Assuming your data (phenomena) is continuous, you should consider to apply some sampling technique. You could start with an experiment for some naive sampling period Δt, but there are stronger methods. See for example Nyquist–Shannon Sampling Theorem, where the key idea is to allow to recover continuous x(t) from discrete x(Δt) samples. This is reasonable when we consider that we probably expect our ANNs to do this.
Assuming your data is discrete... you still should need to try sampling, as this will speed up your computations and might possibly provide better generalization. But the key advice is: do experiments! as the best architecture depends on data and also will require to preprocess them correctly.
The next thing is network output layer. From your question, it appears that this will be a binary class prediction. But maybe a wider prediction vector is worth considering? How about to predict the future of considered samples, that is x(t+1), x(t+2) and experiment with different horizons (length of the future)?
Further reading:
Somebody mentioned Python here. Here is some good tutorial on timeseries prediction with Keras: Victor Schmidt, Keras recurrent tutorial, Deep Learning Tutorials
This paper is good if you need some real example: Fessant, Francoise, Samy Bengio, and Daniel Collobert. "On the prediction of solar activity using different neural network models." Annales Geophysicae. Vol. 14. No. 1. 1996.

Time series classification MATLAB

My task is to classify time-series data with use of MATLAB and any neural-network framework.
Describing task more specifically:
Is is a problem from computer-vision field. Is is a scene boundary detection task.
Source data are 4 arrays of neighbouring frame histogram correlations from the videoflow.
Based on this data, we have to classify this timeseries with 2 classes:
"scene break"
"no scene break"
So network input is 4 double values for each source data entry, and output is one binary value. I am going to show example of src data below:
0.997894,0.999413,0.982098,0.992164
0.998964,0.999986,0.999127,0.982068
0.993807,0.998823,0.994008,0.994299
0.225917,0.000000,0.407494,0.400424
0.881150,0.999427,0.949031,0.994918
Problem is that pattern-recogition tools from Matlab Neural Toolbox (like patternnet) threat source data like independant entrues. But I have strong belief that results will be precise only if net take decision based on the history of previous correlations.
But I also did not manage to get valid response from reccurent nets which serve time series analysis (like delaynet and narxnet).
narxnet and delaynet return lousy result and it looks like these types of networks not supposed to solve classification tasks. I am not insert any code here while it is allmost totally autogenerated with use of Matlab Neural Toolbox GUI.
I would apprecite any help.

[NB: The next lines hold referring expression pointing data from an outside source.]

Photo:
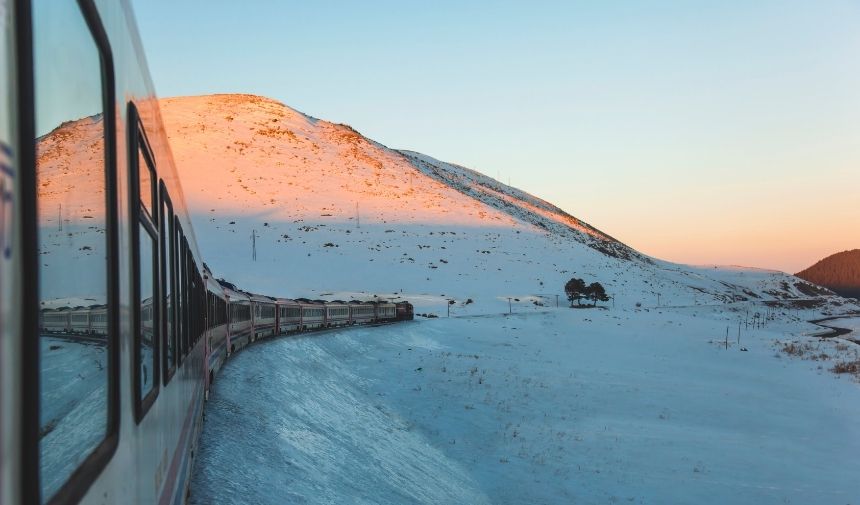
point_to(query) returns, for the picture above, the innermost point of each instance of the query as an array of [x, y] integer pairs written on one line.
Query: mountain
[[838, 272], [335, 214]]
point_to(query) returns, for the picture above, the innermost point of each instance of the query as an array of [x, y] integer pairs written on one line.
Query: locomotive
[[113, 328]]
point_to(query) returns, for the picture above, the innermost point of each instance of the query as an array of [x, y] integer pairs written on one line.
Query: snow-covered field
[[556, 406], [73, 405]]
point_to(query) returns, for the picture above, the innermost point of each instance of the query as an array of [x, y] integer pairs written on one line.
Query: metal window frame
[[139, 144], [168, 277], [80, 480]]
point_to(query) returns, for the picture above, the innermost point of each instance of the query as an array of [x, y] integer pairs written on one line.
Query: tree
[[596, 293], [576, 290]]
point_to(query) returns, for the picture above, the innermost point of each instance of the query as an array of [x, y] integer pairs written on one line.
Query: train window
[[167, 282], [180, 291], [75, 167], [146, 176], [145, 321]]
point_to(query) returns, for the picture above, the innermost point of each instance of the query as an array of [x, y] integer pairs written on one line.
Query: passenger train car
[[113, 328]]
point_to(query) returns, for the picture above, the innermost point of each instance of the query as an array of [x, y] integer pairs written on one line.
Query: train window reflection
[[73, 246], [167, 252], [147, 183], [146, 356]]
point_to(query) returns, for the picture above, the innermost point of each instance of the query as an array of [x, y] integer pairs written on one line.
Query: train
[[112, 327]]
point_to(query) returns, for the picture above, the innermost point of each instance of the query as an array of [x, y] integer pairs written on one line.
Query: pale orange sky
[[723, 132]]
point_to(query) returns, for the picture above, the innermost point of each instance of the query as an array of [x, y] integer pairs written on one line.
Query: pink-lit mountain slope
[[332, 213]]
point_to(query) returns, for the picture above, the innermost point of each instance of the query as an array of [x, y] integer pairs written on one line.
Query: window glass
[[147, 183], [72, 235], [146, 357], [167, 264]]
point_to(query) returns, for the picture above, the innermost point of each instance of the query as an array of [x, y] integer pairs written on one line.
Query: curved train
[[112, 328]]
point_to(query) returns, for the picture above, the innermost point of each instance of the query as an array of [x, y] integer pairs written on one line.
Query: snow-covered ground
[[558, 406], [73, 411]]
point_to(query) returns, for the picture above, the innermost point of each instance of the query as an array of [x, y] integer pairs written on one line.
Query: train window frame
[[138, 144], [186, 297], [168, 277], [82, 478], [179, 287]]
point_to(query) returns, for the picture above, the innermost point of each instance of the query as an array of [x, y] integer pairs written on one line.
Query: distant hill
[[839, 272]]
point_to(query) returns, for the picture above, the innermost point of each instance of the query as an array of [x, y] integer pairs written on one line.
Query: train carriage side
[[289, 316], [264, 316], [361, 312], [123, 240], [386, 311], [54, 320], [336, 314], [240, 326], [313, 315], [405, 311], [217, 322]]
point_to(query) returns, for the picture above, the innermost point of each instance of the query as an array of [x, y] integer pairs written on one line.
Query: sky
[[698, 132]]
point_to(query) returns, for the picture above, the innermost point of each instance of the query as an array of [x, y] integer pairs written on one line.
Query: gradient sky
[[700, 132]]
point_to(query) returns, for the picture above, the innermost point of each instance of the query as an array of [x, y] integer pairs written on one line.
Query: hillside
[[336, 214], [838, 272], [333, 214]]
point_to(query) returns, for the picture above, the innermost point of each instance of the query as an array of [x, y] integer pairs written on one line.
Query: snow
[[638, 401], [73, 405], [558, 406]]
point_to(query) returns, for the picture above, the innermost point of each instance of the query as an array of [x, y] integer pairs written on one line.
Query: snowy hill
[[839, 272], [336, 214]]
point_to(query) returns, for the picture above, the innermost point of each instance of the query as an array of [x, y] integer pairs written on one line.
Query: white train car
[[313, 315], [386, 311], [99, 320], [264, 316], [289, 316], [82, 98], [240, 328], [79, 321], [361, 312], [54, 320], [336, 314], [217, 320]]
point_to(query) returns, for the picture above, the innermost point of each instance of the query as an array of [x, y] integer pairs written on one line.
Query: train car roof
[[261, 298], [235, 295]]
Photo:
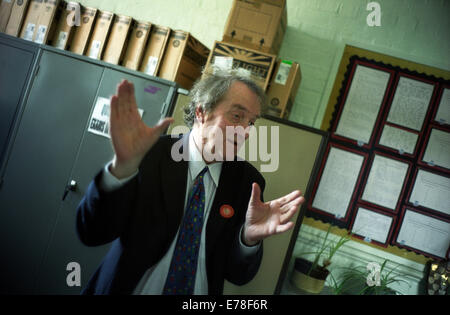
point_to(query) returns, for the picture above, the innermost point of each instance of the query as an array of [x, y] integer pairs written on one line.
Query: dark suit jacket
[[142, 218]]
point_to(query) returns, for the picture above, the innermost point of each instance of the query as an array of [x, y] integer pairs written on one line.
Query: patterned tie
[[181, 275]]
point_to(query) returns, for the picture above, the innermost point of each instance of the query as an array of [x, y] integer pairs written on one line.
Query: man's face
[[240, 107]]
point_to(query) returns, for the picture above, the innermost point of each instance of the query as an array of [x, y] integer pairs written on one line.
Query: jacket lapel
[[225, 194], [174, 179]]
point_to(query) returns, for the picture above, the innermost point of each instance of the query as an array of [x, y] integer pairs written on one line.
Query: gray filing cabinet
[[17, 61], [52, 148]]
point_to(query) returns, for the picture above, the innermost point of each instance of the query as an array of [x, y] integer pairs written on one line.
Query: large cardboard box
[[283, 88], [184, 59], [17, 16], [100, 34], [38, 21], [5, 12], [82, 33], [136, 45], [256, 64], [115, 47], [154, 52], [257, 24], [64, 24]]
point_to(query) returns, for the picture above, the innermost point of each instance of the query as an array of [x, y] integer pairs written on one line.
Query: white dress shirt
[[154, 278]]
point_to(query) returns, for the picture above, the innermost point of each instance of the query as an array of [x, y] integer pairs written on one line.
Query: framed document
[[398, 140], [385, 182], [360, 106], [436, 152], [410, 102], [372, 225], [337, 182], [423, 233], [442, 115], [430, 191]]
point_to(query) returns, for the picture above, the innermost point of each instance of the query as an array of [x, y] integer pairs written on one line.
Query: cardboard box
[[82, 32], [38, 21], [184, 59], [17, 16], [63, 27], [283, 88], [115, 47], [154, 52], [5, 12], [256, 64], [136, 45], [257, 24], [100, 34]]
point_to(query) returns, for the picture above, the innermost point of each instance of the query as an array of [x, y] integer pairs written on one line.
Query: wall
[[318, 30]]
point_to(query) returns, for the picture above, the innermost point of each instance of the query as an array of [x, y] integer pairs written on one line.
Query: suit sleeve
[[241, 267]]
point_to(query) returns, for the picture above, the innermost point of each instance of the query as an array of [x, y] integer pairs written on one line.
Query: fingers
[[256, 193], [290, 210]]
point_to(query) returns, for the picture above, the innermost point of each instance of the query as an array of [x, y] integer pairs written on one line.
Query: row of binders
[[156, 50], [251, 40]]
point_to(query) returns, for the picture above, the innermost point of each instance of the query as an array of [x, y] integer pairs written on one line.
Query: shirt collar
[[197, 164]]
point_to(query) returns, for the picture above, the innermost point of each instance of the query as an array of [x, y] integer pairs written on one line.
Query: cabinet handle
[[71, 186]]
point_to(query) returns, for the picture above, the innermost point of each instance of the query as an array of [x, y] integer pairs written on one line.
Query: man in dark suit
[[149, 203]]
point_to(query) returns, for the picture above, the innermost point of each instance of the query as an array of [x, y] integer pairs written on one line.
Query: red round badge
[[226, 211]]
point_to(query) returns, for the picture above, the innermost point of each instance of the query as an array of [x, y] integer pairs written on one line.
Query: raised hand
[[131, 137], [264, 219]]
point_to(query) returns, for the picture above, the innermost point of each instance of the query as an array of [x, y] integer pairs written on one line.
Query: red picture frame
[[411, 187], [343, 100], [424, 148], [366, 177], [416, 250], [391, 228], [319, 178]]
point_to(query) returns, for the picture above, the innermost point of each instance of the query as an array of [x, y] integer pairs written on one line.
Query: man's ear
[[199, 114]]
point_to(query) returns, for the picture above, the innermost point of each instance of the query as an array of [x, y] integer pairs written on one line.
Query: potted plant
[[360, 281], [310, 276]]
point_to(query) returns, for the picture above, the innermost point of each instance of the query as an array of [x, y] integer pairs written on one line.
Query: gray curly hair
[[208, 91]]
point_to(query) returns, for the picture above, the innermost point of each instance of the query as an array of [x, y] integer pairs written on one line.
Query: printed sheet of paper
[[438, 149], [99, 122], [443, 113], [424, 233], [410, 104], [363, 104], [372, 225], [337, 182], [385, 182], [398, 139], [431, 191]]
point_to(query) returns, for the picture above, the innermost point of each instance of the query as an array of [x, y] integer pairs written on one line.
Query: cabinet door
[[95, 151], [17, 60], [41, 160]]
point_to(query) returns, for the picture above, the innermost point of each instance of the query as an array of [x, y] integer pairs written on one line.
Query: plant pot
[[312, 282]]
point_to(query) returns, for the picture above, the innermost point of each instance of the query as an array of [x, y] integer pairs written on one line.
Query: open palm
[[264, 219], [131, 137]]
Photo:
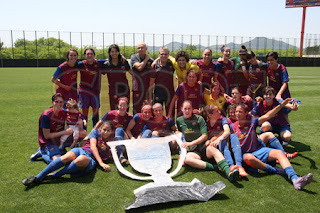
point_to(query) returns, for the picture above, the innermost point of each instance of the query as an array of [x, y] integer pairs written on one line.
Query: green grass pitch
[[25, 93]]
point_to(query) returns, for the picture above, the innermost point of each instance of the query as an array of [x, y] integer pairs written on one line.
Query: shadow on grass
[[176, 204], [88, 178]]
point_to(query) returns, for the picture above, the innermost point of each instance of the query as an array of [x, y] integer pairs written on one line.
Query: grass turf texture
[[25, 94]]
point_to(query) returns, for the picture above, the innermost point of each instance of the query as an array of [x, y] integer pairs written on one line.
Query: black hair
[[115, 47], [182, 54], [273, 55]]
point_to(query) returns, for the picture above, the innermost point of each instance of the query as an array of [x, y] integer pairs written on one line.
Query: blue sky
[[209, 17]]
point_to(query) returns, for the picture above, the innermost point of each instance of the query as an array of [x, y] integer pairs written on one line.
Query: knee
[[156, 133], [286, 136], [119, 132], [266, 126], [249, 159], [82, 161]]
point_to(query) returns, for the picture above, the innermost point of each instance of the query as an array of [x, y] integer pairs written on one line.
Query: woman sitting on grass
[[80, 161], [201, 156], [256, 154]]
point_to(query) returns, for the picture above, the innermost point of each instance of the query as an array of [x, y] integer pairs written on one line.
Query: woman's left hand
[[105, 167]]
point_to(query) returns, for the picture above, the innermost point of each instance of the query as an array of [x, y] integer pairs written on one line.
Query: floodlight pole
[[302, 31]]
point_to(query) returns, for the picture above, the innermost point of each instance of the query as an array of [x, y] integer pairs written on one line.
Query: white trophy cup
[[150, 156]]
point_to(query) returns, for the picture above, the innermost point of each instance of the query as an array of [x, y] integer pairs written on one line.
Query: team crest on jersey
[[272, 78], [103, 146], [242, 136]]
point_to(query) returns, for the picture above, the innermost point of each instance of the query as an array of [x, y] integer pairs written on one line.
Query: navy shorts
[[92, 164], [49, 151], [262, 154], [86, 100]]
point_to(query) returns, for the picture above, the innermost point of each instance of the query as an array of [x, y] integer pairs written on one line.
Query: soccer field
[[26, 92]]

Especially, some advice which tool fits better for accomplishing my task.
I am not sure how difficult to classify this problem.

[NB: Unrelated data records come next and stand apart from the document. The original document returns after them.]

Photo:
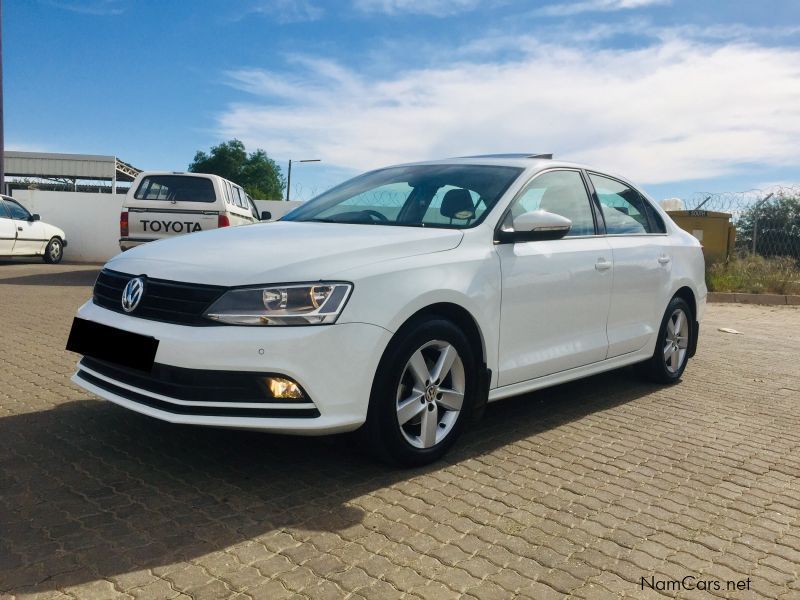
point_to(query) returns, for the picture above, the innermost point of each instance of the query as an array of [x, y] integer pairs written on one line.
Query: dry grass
[[755, 275]]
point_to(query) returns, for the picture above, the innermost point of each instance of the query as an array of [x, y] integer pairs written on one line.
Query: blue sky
[[681, 96]]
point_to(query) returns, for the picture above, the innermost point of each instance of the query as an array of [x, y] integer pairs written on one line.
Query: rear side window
[[656, 222], [238, 197], [17, 211], [624, 210], [176, 188]]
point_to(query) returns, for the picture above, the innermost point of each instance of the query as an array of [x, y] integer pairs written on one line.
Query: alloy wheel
[[55, 250], [431, 394], [676, 341]]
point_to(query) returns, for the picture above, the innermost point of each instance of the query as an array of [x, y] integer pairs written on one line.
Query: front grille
[[162, 300], [197, 410], [196, 388]]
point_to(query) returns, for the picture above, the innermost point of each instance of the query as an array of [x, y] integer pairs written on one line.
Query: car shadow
[[89, 490], [76, 278]]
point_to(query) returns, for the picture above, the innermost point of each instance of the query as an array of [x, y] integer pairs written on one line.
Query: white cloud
[[675, 110], [90, 7], [287, 11], [438, 8], [573, 8]]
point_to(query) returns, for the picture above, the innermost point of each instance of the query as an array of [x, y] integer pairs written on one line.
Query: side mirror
[[535, 225]]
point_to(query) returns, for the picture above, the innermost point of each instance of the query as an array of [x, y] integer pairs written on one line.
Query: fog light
[[283, 388]]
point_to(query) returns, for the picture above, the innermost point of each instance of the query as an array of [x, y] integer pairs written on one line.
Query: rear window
[[176, 188]]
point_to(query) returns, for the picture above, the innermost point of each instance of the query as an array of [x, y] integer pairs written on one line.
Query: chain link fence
[[767, 221]]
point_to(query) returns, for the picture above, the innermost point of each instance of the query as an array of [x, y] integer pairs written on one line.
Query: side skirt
[[523, 387]]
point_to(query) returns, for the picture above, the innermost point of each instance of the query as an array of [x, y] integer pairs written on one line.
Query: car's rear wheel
[[423, 394], [54, 251], [672, 348]]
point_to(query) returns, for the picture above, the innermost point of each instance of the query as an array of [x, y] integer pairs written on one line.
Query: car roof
[[532, 162], [526, 161]]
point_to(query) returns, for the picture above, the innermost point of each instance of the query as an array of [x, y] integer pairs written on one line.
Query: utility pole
[[289, 173], [755, 218], [2, 144], [699, 206]]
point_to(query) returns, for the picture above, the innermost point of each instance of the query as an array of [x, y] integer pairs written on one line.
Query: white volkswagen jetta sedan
[[398, 303]]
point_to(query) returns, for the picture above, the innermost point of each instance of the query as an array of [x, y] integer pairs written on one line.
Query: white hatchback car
[[398, 303], [23, 234]]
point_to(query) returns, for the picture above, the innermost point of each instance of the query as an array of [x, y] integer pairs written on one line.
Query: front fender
[[388, 294]]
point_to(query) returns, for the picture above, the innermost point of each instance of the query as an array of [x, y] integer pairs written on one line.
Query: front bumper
[[128, 243], [334, 364]]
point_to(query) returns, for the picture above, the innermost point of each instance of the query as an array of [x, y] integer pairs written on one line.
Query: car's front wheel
[[54, 251], [672, 347], [423, 393]]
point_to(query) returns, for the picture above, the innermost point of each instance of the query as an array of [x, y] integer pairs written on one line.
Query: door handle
[[602, 264]]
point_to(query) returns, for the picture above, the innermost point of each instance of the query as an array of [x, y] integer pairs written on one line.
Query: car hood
[[51, 231], [280, 252]]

Given your sample, 4 input and 1 output feed-forward neural network is sufficient.
If you insist on using historical inputs, you simply pre-process your input d, such that
Your new input D(t) (a vector at time t) is composed of d(t) is a 1x4 vector at time t; d(t-1) is 1x4 vector at time t-1;... and d(t-k) is a 1x4 vector at time t-k.
If t-k <0, just treat it as '0'.
So you have a 1x(4(k+1)) vector as input, and 1 output.
Similar as Dan mentioned, you need to find a good k.
Speaking of the weights, I think additional pre-processing like windowing method on the input is not necessary, since neural network would be trained to assign weights to each input dimension.
It sounds a bit messy, since the neural network would consider each input dimension independently. That means you lose the information as four neighboring correlations.
One possible solution is the pre-processing extracts the neighborhood features, e.g. using mean and std as two features representative for the originals.